Did some research and tried to find out which is the earliest known text of Ramayan. Found out in this Wikipedia link Ramayana that the earliest surviving piece of text is a palm-leaf manuscript dating back to the 11th century. This contains the text from Valmiki's Ramayan which is also considered to be the oldest version known. Also, the same link says that references to Ramayan's story are found in few Tamil works of literature dating back 300 BC.

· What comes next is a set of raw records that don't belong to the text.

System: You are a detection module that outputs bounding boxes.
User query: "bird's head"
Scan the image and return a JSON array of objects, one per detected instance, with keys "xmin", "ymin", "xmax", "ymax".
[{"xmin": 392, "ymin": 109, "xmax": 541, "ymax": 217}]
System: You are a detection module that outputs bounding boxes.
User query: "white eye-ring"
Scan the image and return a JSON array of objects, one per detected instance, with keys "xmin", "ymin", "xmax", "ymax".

A few days back while reading White as Milk and Rice: Stories of India's Isolated Tribes written by the author Nidhi Dugar Kundalia, got to know about Seethekami a version of Ramayan which is totally different from the original (or mainstream) version where Ram was the husband of Sita, whereas, in Seethekami, the Lakshman was the husband of Sita. The text of the book says
The Janapads also had their own version of the epics: Mahabharat was known as Pandavakami and the Ramayan, they called Seethekami According to the songs tat Sukri sings, it was not Ram but Lakshman who won Seetha. Lakshman did not break any magical bow to win Seetha; he killed crow that interrupted her father Kind Janak's meditation
I want to know how and when this version of Ramayan got into society, was it slow evolution because the tribes passed on the knowledge of Seethekami by singing and teaching songs to younger generation, so was it like that story evolved into something generation after generation or it was one of the hundreds of the translations of Valmiki Ramayan where interpretation came out totally different in this part of India or a third and very unlikely scenario that Seethekami's history dates back to being older than the Valmiki's version?